[time-nuts] Positional accuracy of the M12+T

Magnus Danielson cfmd at bredband.net
Thu Jan 4 16:56:13 EST 2007


From: "Randy Warner" <Randy at synergy-gps.com>
Subject: Re: [time-nuts] Positional accuracy of the M12+T
Date: Thu, 4 Jan 2007 09:59:48 -0800
Message-ID: <D6D8D27B5219D649A005529978F791371CCE62 at SBSERVER.Synergy-GPS.sbs>

Randy,

> Good points. I think that a lot of people are unaware of the diurnal
> shifts that occur due to atmospherics. These can be many 10's of
> nanoseconds compared to UTC. This is true for every receiver I have ever
> worked with. The ionospheric correction algorithms are good, but they
> are not perfect.

This confirms my suspicion that nobody is doing the single frequency
ionospheric measurement that I have been trying to hint about. The research was
done by Robin Giffard at Agilent, published at the 31st PTTI meeting in 1999
(page 405-418): http://tycho.usno.navy.mil/ptti/ptti99/PTTI_1999_405.PDF
The work then was evolved into the patent US 6.407.700.

Do read. While the PTTI paper is a research paper not giving very straight-
forward methods for inclusion into a practical receiver (but certainly all the
hints for "somebody so skilled in the art") the patent is more practically
oriented. The PTTI paper is also interesting since he used a Motorola Oncore VP
which was modified so that it's 19.09575 MHz TCXO was PLL locked to the 1 MHz
output of a HP 5061B in a 3590/188 relation in order to improve the phase
stability of the oscillator and in particular the ADEV(1s). This to be able to
ensure the measurement of phase slips. In there he extracted the raw code and
carrier phase measures every second and logged it for later analysis.

> Can't wait for a civilian L2..................... 

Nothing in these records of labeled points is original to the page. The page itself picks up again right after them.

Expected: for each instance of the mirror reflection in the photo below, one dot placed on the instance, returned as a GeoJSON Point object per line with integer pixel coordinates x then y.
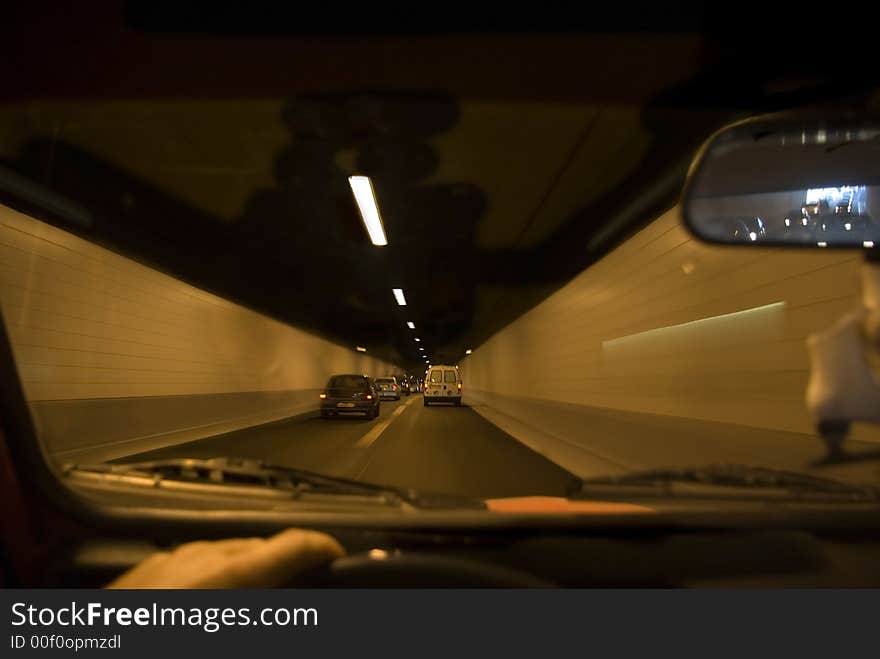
{"type": "Point", "coordinates": [816, 188]}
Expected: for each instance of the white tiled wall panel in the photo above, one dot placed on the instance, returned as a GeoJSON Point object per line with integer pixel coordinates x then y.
{"type": "Point", "coordinates": [621, 335]}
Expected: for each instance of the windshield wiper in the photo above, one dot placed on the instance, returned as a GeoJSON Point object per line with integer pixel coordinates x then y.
{"type": "Point", "coordinates": [255, 473]}
{"type": "Point", "coordinates": [732, 476]}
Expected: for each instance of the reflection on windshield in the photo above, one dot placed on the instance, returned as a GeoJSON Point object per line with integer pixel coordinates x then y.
{"type": "Point", "coordinates": [163, 330]}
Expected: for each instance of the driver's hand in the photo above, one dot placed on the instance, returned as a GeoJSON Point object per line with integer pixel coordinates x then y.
{"type": "Point", "coordinates": [239, 563]}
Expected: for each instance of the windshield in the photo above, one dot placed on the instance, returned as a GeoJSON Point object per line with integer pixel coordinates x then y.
{"type": "Point", "coordinates": [190, 263]}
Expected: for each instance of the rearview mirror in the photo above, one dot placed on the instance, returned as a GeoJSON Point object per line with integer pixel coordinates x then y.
{"type": "Point", "coordinates": [787, 180]}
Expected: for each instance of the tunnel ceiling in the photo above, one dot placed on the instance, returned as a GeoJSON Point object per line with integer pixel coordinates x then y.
{"type": "Point", "coordinates": [503, 165]}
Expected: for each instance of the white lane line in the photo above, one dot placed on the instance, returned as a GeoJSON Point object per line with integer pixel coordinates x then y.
{"type": "Point", "coordinates": [379, 428]}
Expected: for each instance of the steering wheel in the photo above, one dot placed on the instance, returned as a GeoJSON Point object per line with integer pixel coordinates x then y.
{"type": "Point", "coordinates": [381, 569]}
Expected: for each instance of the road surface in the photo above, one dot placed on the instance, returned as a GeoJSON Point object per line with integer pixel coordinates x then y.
{"type": "Point", "coordinates": [439, 448]}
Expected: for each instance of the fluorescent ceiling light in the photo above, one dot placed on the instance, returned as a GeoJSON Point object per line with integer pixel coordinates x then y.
{"type": "Point", "coordinates": [365, 197]}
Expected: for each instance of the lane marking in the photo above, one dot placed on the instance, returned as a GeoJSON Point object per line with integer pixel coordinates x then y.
{"type": "Point", "coordinates": [378, 429]}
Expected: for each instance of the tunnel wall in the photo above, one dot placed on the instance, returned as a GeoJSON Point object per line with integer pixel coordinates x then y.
{"type": "Point", "coordinates": [117, 358]}
{"type": "Point", "coordinates": [665, 325]}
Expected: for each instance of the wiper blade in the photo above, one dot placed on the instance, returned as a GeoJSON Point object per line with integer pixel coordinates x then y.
{"type": "Point", "coordinates": [731, 476]}
{"type": "Point", "coordinates": [255, 473]}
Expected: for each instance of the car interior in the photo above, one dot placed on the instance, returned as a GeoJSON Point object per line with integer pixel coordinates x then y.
{"type": "Point", "coordinates": [706, 174]}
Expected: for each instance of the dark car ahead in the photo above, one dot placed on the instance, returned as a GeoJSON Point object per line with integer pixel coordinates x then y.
{"type": "Point", "coordinates": [350, 394]}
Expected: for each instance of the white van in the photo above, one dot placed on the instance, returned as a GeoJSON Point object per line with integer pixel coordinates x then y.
{"type": "Point", "coordinates": [442, 385]}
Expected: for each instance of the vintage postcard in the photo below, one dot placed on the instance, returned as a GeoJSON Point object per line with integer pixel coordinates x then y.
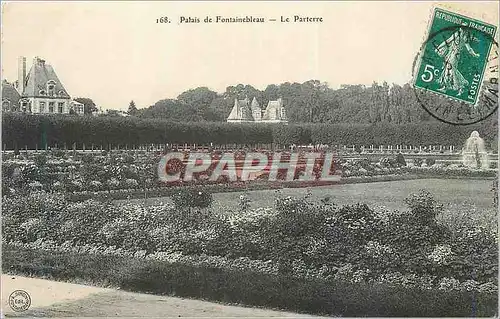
{"type": "Point", "coordinates": [249, 159]}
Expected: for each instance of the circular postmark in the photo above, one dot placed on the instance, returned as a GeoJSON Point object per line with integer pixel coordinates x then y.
{"type": "Point", "coordinates": [455, 73]}
{"type": "Point", "coordinates": [19, 300]}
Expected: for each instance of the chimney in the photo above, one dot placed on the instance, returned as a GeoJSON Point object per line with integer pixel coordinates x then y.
{"type": "Point", "coordinates": [21, 74]}
{"type": "Point", "coordinates": [38, 61]}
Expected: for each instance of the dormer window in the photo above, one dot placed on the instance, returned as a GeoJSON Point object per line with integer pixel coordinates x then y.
{"type": "Point", "coordinates": [51, 85]}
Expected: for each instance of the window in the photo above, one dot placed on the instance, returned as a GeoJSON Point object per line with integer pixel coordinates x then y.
{"type": "Point", "coordinates": [6, 105]}
{"type": "Point", "coordinates": [51, 85]}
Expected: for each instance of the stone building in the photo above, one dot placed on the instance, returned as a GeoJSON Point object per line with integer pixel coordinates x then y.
{"type": "Point", "coordinates": [244, 111]}
{"type": "Point", "coordinates": [39, 91]}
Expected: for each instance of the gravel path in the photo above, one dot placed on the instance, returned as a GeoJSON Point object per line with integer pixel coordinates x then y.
{"type": "Point", "coordinates": [60, 299]}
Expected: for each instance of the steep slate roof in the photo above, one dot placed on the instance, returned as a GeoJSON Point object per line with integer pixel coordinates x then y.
{"type": "Point", "coordinates": [255, 104]}
{"type": "Point", "coordinates": [273, 110]}
{"type": "Point", "coordinates": [37, 78]}
{"type": "Point", "coordinates": [10, 93]}
{"type": "Point", "coordinates": [241, 111]}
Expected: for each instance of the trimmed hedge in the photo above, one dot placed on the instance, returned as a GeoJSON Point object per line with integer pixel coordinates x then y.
{"type": "Point", "coordinates": [36, 130]}
{"type": "Point", "coordinates": [330, 297]}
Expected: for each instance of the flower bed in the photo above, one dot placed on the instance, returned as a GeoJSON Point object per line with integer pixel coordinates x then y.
{"type": "Point", "coordinates": [131, 173]}
{"type": "Point", "coordinates": [297, 238]}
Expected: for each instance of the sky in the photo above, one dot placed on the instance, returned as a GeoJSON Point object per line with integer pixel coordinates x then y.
{"type": "Point", "coordinates": [115, 52]}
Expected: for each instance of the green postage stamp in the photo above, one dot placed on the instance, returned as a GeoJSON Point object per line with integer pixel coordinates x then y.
{"type": "Point", "coordinates": [455, 55]}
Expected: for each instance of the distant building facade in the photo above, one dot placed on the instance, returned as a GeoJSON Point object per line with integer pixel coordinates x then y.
{"type": "Point", "coordinates": [246, 111]}
{"type": "Point", "coordinates": [39, 91]}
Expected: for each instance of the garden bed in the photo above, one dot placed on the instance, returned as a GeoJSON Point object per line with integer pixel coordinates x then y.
{"type": "Point", "coordinates": [299, 255]}
{"type": "Point", "coordinates": [324, 297]}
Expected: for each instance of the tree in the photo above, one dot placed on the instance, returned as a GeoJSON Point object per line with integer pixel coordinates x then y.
{"type": "Point", "coordinates": [89, 106]}
{"type": "Point", "coordinates": [132, 110]}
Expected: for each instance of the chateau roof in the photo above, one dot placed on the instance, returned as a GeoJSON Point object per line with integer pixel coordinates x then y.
{"type": "Point", "coordinates": [273, 110]}
{"type": "Point", "coordinates": [39, 75]}
{"type": "Point", "coordinates": [10, 94]}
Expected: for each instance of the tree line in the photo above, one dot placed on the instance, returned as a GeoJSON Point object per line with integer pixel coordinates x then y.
{"type": "Point", "coordinates": [312, 101]}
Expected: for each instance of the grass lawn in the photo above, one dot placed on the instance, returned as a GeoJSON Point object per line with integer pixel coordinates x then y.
{"type": "Point", "coordinates": [388, 194]}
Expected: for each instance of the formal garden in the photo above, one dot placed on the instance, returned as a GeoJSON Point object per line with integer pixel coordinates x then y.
{"type": "Point", "coordinates": [82, 203]}
{"type": "Point", "coordinates": [298, 254]}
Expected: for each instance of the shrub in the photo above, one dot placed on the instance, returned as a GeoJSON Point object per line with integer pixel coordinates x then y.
{"type": "Point", "coordinates": [430, 161]}
{"type": "Point", "coordinates": [418, 161]}
{"type": "Point", "coordinates": [400, 159]}
{"type": "Point", "coordinates": [192, 197]}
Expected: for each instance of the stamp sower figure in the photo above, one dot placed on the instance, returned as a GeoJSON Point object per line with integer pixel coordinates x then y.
{"type": "Point", "coordinates": [450, 50]}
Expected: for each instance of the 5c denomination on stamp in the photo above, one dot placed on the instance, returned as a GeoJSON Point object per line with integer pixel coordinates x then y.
{"type": "Point", "coordinates": [19, 300]}
{"type": "Point", "coordinates": [454, 62]}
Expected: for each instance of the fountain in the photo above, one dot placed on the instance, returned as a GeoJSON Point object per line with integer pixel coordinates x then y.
{"type": "Point", "coordinates": [474, 153]}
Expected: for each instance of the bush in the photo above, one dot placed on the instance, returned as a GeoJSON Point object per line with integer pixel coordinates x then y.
{"type": "Point", "coordinates": [430, 161]}
{"type": "Point", "coordinates": [418, 161]}
{"type": "Point", "coordinates": [331, 297]}
{"type": "Point", "coordinates": [400, 159]}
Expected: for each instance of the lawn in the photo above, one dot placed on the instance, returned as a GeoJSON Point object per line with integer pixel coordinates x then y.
{"type": "Point", "coordinates": [388, 194]}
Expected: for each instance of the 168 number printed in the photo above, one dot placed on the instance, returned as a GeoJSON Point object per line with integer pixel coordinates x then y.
{"type": "Point", "coordinates": [163, 20]}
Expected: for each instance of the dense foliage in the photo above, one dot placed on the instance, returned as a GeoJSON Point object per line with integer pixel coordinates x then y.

There is three operational sats up there now. You only need to invest in a dual
freq receiver. In future we might actually see L2/L5 receivers with no L1 since
that might actually be more economic. L2 and L5 is only 51.15 MHz apart and
their full footprint is covered in 61.38 MHz, which means a single common
frequency antenna and RF path. Using a single A/D at sufficient rate will allow
for the sampling to be say 66 MHz or so. In the meanwhile some of the costs for
a L1 C/A and L2C reciever is really common to that of a full L1/L2 receiver
even if the chipping rate (and thus necessary bandwidth) is lower. However,
with tighter E/L detector distance and wider bandwidth in the receiver, the
multipath suppression for a normal C/A receiver is greatly improved, for a
certain range of multipath even slightly better than the P(y) code. Also, if
you care that much to go L2C you also need a choke ring, and you then need a
dual frequency choke ring. The benefit of L2C/L5 is that you could have a
single frequency choke ring, with about 5% bandwidth rather than about 1%
bandwidth. Should be an interesting but rewarding challenge. The ICD is already
prepared for such a solution if you look carefully. You could also envision a
three-frequency system of L1/L2C/L5 (which would effectively be a 2 frequency
RF solution) for the high-end market. On top of that, you would still be able
to do the P(Y) tricks with Z-tracking or whatever algorithm you choose. You
could also do similar tricks to the M-code if you dare, but the benefits would
be less than the P(Y) locking with all the spreaded civial signals around.